In the early days of the project's inception, a company named Walnut Creek CDROM, upon the suggestion of the two FreeBSD developers, agreed to release the operating system on CD-ROM. In addition to that, the company employed Jordan Hubbard and David Greenman, ran FreeBSD on its servers, sponsored FreeBSD conferences and published FreeBSD-related books, including The Complete FreeBSD by Greg Lehey. By 1997, FreeBSD was Walnut Creek's "most successful product". The company later renamed itself to The FreeBSD Mall and later iXsystems.^[21][22][23]

386BSD and FreeBSD were both derived from BSD releases.^[24] In January 1992, Berkeley Software Design Inc. (BSDi) started to release BSD/386, later called BSD/OS, an operating system similar to FreeBSD and based on 4.3BSD Net/2. AT&T filed a lawsuit against BSDi and alleged distribution of AT&T source code in violation of license agreements. The lawsuit was settled out of court and the exact terms were not all disclosed.

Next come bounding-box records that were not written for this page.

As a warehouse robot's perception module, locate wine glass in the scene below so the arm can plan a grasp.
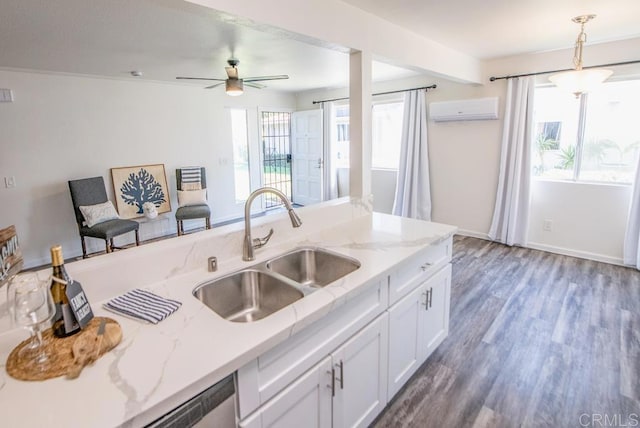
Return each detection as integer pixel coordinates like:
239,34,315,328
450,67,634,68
10,274,55,368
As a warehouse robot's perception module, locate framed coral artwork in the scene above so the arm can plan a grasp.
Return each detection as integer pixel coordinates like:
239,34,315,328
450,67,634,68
111,164,171,218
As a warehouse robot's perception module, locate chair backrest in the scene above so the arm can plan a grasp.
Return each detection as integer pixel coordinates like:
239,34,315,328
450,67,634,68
69,177,109,224
176,167,207,190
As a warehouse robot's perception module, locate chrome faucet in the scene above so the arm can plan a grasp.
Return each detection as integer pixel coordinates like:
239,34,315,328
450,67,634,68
242,187,302,262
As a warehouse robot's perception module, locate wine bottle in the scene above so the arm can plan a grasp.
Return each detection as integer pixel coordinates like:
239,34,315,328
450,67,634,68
51,245,80,337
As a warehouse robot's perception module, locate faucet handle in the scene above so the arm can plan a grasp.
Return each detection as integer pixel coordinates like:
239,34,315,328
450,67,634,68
253,229,273,248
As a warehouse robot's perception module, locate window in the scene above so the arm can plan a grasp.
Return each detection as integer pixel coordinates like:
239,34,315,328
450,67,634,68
332,101,404,169
260,111,292,208
230,108,251,204
532,80,640,183
371,102,404,169
331,104,349,168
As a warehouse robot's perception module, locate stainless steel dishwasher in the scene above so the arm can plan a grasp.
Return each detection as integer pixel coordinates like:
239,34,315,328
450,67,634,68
147,375,236,428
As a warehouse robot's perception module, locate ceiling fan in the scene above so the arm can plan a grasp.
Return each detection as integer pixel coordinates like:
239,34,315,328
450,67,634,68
176,58,289,96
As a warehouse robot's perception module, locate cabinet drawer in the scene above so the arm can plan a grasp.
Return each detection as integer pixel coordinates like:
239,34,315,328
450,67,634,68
389,237,453,305
237,278,388,419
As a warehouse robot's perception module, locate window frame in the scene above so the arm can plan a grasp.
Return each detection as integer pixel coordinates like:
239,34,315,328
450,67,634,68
530,76,640,187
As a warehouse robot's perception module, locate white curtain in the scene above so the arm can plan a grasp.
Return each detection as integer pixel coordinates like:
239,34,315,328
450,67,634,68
622,159,640,269
489,76,535,245
393,89,431,221
322,102,338,201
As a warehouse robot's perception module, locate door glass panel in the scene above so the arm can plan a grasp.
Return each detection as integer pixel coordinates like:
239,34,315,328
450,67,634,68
230,108,251,203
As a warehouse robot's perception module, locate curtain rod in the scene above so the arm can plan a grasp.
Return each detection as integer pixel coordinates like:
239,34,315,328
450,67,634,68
313,83,438,104
489,60,640,82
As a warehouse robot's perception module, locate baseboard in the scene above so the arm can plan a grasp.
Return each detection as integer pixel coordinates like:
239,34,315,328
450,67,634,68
456,229,491,241
457,229,626,266
526,242,626,266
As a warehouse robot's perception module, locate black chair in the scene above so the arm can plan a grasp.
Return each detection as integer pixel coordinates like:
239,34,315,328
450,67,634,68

The only one that became public was that BSDi would migrate its source base to the newer 4.4BSD-Lite2 sources. Although not involved in the litigation, it was suggested to FreeBSD that it should also move to 4.4BSD-Lite2.^[25] FreeBSD 2.0, which was released in November 1994, was the first version of FreeBSD without any code from AT&T.^[26]

Today, FreeBSD is used by many IT companies such as IBM, Nokia, Juniper Networks, and NetApp to build their products.^[24][27] Certain parts of Apple's macOS operating system are based on FreeBSD.^[28] Both the PlayStation 3 and Nintendo Switch operating system also borrow certain components from FreeBSD,^[10][11] while the PlayStation 4 operating system is derived from FreeBSD 9.^[29] Netflix,^[30] WhatsApp,^[31] and FlightAware^[32] are also examples of large, successful and heavily network-oriented companies which are running FreeBSD.

FreeBSD contains a significant collection of server-related software in the base system and the ports collection, allowing FreeBSD to be configured and used as a mail server, web server, firewall, FTP server, DNS server and a router, among other applications.

FreeBSD can be installed on a regular desktop or a laptop. The X Window System is not installed by default, but is available in the FreeBSD ports collection. Though not officially supported,^{[citation needed]} Wayland is also available for FreeBSD.^[33] A number of desktop environments such as Lumina, GNOME, KDE, and Xfce, as well as lightweight window managers such as Openbox, Fluxbox, dwm, and bspwm, are also available for FreeBSD. Major web browsers such as Firefox and Chromium are available unofficially on FreeBSD.^[34][35] As of FreeBSD 12, support for a modern graphics stack is available via drm-kmod. A large number of wireless adapters are supported.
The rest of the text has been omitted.